Minha história em Parnamirim

01/02/2018

Por: Iranilda Albuquerque
Minha história em Parnamirim começa no início dos anos 80. 
 
Eu vim com meus pais da cidade de Acarí, no Seridó do RN para tentar a sorte numa cidade maior. Na época em que cheguei aqui, a cidade chamava-se Eduardo Gomes e lembro que chegamos lá no “retorno” (como era chamado o viaduto), e cheguei igualzinho como diz a letra da música cantada por Luiz Gonzaga, “Pau de Arara”. Fazendo uma comparação saudosista, literalmente, eu trazia uma mala, amarrada, e o cadeado era o nó. Só trazia a coragem e a cara.  
 
Eu, com exatos sete anos, moleca muito franzina, de tanto passar necessidades chegava deslumbrada com a “cidade grande”, amei essa cidade desde o primeiro instante.
 
Tive a pouca sorte de logo os meus pais se separarem e eu tive que ir morar com irmãos e trabalhar em casas de famílias, mas não deixei Parnamirim. Sempre procurei batalhar pela vida, aqui, com minhas próprias forças e condições.  
 
Desde menina meu sonho era ser uma artista. Cantar. Este sempre foi o meu sonho, desde criança. 

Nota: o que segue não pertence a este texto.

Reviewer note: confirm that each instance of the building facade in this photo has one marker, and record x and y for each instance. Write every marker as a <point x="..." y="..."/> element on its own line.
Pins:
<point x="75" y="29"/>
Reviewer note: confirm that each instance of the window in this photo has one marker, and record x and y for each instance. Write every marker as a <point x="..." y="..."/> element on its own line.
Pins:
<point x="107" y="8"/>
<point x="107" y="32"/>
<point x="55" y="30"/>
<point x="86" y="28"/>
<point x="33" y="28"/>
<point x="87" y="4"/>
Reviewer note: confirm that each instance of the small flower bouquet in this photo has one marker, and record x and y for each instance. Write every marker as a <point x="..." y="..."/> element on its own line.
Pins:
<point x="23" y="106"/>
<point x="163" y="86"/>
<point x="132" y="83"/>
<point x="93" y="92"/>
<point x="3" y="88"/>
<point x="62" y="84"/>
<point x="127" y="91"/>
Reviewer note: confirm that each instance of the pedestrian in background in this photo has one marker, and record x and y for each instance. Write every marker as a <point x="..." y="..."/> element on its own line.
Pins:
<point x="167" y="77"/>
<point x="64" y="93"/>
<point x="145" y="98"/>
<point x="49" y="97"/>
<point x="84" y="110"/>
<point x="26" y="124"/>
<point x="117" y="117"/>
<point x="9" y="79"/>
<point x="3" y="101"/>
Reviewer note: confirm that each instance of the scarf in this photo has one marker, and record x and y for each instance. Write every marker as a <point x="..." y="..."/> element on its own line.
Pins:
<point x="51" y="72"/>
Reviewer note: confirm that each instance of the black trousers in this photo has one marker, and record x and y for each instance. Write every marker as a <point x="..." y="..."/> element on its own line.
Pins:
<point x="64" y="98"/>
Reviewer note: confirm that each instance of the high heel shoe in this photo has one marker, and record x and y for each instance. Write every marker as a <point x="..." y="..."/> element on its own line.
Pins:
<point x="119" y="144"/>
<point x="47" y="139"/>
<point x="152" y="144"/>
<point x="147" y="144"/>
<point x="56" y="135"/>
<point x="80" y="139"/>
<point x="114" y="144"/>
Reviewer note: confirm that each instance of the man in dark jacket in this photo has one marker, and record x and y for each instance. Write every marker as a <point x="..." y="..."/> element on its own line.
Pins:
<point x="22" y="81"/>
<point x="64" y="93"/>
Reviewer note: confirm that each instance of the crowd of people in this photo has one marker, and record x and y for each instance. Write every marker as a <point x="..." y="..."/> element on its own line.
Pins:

Fui à luta. Já com nove anos, improvisava roupas e figurinos, reunia turmas para fazer apresentações nas ruas, escolas, e principalmente, em comícios (na época eram permitidos shows) na cidade de Parnamirim. O importante para mim era mostrar meu talento. A minha melhor imitação na época era a da XUXA. Por isso que muitos até hoje ainda me conhecem como XUXINHA.  
 
Sempre entendi que para se crescer na vida o estudo era muito importante. Estudei em várias escolas públicas aqui de Parnamirim: Colégio Costa e Silva; Professora Enedina Nascimento e Presidente Roosevelt.  Mas confesso que na época o que eu mais desejava era estudar em uma escola particular. Àquela que funcionava dentro da Base Aérea era meu sonho de consumo. E mesmo com todas as dificuldades, eu tive a ajuda de muita gente boa, como o Finado Bandeira (Ex Prefeito), Antenor Neves (Ex Prefeito) e alguns outros políticos e professores, que por sinal, um dia, uma das professoras da época, e a me ver como artista ficou visivelmente emocionada quando reencontrou-me muitos anos depois.       
 
Hoje, realizada como a artista DEUSA DO FORRÓ e líder da Banda AS NORDESTINAS, vejo como a cidade cresceu e se desenvolveu, mas percebo que as autoridades públicas ainda precisam reconhecer melhor seus talentos, que levam o nome da cidade para a além das fronteiras. Como foi o caso, em 2010, quando fui à China com AS NORDESTINAS representar o Brasil, e consequentemente, Parnamirim, no Encontro de Cultura e Arte Popular, e a meu ver não ocorreu à merecida divulgação.  Nem antes, nem tampouco depois. 
 
Sempre tive muitos convites para morar e trabalhar fora do estado, e até do país, mas Parnamirim sempre foi o meu porto seguro, um lugar especial. Viajo bastante, conheço outros lugares e países, mas não tem como essa minha cidade. Quando viajo, fico sempre muito aflita para voltar, e somente quando avisto aquele “velho retorno”, hoje um viaduto, é que fico aliviada de estar em casa.
 
Enfim. Costumo dizer que adotei Parnamirim, mas ainda sonho, em ser reconhecida como cidadã Parnamirinense.